Abstract
Hydrocortisone analogues have been used widely in therapy as a potent glucocorticoid, but very few studies of their plasma concentration, metabolism, properties of glucocorticoid receptor and biological effects have been published.
A sensitive and specific radioimmunoassay for betamethasone (BM) and prednisolone (P) has been developed 1, 2). Using this method plasma concentrations of BM and P were measured in normal subjects and patients with liver diseases following oral administration of BM and P. Plasma concentrations of BM were detected already at 20 min after administration in normal subjects. The peaks of the plasma concentrations were reached at 1 or 2 hours after administration but the wide variations of maximum values were observed in both normal subjects and patients with liver diseases. Peak levels of BM in patients with liver diseases were higher than those in normal subjects a little. After the peak levels plasma BM rapidly fell and disappeared at 24 hour post-administration in normal subjects. In patients with liver diseases the disappearances of BM from blood were markedly delayed and the relatively high plasma concentrations of BM were maintained even at 24 hour post-administration. The half-time of disappearance of BM from blood was 3 to 4 hours in normal subject. On the other hand it elongated to 5 to 6 hours in patients with liver diseases.

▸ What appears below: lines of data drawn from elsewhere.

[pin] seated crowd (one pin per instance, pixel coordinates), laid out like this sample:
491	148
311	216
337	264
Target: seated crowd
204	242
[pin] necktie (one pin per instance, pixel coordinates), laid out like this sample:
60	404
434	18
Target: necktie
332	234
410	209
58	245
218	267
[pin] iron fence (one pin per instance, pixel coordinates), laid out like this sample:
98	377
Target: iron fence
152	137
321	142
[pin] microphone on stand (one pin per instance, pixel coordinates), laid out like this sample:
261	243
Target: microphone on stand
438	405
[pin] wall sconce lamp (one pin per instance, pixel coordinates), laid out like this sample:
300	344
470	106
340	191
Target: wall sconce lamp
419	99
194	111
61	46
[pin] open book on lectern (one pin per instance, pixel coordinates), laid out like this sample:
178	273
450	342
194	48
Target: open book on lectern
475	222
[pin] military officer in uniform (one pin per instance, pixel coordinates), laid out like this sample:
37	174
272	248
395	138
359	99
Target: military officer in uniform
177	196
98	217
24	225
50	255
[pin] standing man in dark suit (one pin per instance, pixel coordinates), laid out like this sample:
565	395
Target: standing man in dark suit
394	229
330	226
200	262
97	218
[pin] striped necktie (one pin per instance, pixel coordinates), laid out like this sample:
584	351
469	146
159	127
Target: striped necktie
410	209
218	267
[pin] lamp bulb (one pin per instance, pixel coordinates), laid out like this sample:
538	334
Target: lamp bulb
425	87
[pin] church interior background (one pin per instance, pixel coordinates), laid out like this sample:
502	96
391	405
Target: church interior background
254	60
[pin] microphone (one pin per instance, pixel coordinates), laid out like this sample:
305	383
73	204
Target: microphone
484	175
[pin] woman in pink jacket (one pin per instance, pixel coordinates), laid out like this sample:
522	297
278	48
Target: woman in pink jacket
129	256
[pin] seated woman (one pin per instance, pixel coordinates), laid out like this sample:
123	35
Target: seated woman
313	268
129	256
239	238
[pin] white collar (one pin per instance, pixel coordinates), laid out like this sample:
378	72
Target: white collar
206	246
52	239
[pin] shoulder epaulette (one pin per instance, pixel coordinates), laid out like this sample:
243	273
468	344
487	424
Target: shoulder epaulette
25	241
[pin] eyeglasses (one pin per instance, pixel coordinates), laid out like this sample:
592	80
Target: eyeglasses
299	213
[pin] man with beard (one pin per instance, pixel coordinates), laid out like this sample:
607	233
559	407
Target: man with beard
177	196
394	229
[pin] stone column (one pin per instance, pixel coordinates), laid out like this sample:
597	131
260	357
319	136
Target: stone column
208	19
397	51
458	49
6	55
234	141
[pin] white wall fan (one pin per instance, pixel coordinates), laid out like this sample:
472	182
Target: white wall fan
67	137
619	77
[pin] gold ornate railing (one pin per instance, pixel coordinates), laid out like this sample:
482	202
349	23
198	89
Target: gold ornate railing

Plasma cortisol (Fk) levels were suppressed already at 20 min after administration of BM and rapidly fell in normal subjects, but the disapperance of Fk from blood markedly delayed in patients with liver diseases. The half-times of plasma Fk were 1 to 1.5 hours and more than 3 hours in normal subjects and patients with liver diseases respectively.
There was a good correlation between the severity of the liver disease as measured by the ICG retention at fifteen minutes and removals of BM and Fk from blood.
The peaks of the plasma concentrations of P were also reached at 1 or 2 hours after administration in normal subjects and patients with liver diseases, but peak levels of P in patients with liver diseases were lower than those in normal subjects. After the peak levels plasma P fell rapidly more than BM and disappeared at 24 hour post-administration in patients with liver diseaeses as well as in normal subjects. The half-time of disappearance of P from blood was 2.5 to 3 hours.